Seminar on Numerical Methods
Joint with Statistics Seminar
Speaker: Mikhail Zaslavsky
Title: Schlumberger-Doll Research
Title: Clustering of graph vertex subset via Krylov subspace model reduction
ABSTRACT: Clustering via graph-Laplacian spectral imbedding is ubiquitous in data science and machine learning. It provides a low dimensional parametrization of the data manifold which makes the subsequent clustering (with, say, k-means or any of its approximations) much easier. However, it becomes less efficient for large data sets due to two factors. First, computing the partial eigendecomposition of the graph-Laplacian typically requires a large Krylov subspace. Second, after the spectral imbedding is complete, the clustering is typically performed with various relaxations of k-means, which may lose robustness with respect to the initial guess, become prone to getting stuck in local minima and scale poorly in terms of computational cost for large data sets.
Normalized graph-Laplacian is intimately related to the random walk on the graph, and we will exploit this connection in our algorithms. In particular, we propose two novel algorithms for spectral clustering of a subset of the graph vertices (target subset) based on the theory of model order reduction. They rely on realizations of a reduced order model (ROM), that accurately approximates the transfer function of the random walk on the original graph for inputs and outputs restricted to the target subset. While our focus is limited to this subset, our algorithms produce its clusterization that is consistent with the overall structure of the graph and thus with the full graph clustering if one would perform such. In particular, it preserves such parameters of the random walk on the full graph as diffusion and commute-time distances between subset nodes. Moreover, working with a small target subset reduces greatly the required dimension of Krylov subspace and allows to exploit the approximations of k-means in the regimes when they are most robust and efficient.
There are several uses for our algorithms. First, they can be employed on their own to clusterize a representative subset in cases when the full graph clustering is either infeasible of simply not required. Second, they may be used for quality control and filtering of noisy data, i.e., outliers. Third, as they drastically reduce the clustering problem size, they enable the application of more sophisticated and powerful approximations of k-means like those based on semi-definite programming (SDP) instead of the conventional Lloyd's algorithm. Finally, they can be used as building blocks of a divide-and conquer type algorithm for the full graph clustering (in progress).

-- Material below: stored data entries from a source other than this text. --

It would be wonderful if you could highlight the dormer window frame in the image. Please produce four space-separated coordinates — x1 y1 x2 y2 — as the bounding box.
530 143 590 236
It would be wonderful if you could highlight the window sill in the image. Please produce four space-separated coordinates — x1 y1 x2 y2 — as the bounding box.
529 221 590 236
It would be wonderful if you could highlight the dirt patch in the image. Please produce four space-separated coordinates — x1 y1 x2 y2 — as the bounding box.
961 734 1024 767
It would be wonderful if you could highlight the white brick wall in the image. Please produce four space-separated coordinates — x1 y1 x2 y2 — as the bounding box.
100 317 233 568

I'll provide the results of numerical experiments with synthetic data as well as real-world statistical data for companies email connections and for citations in ArXiv repository. Time permitting, I'll discuss preliminary results for ongoing project with financial statistics of the stock market data.
This is joint work with Vladimir Druskin (Worcester Polytechnic Institute) and Alexander Mamonov (University of Houston).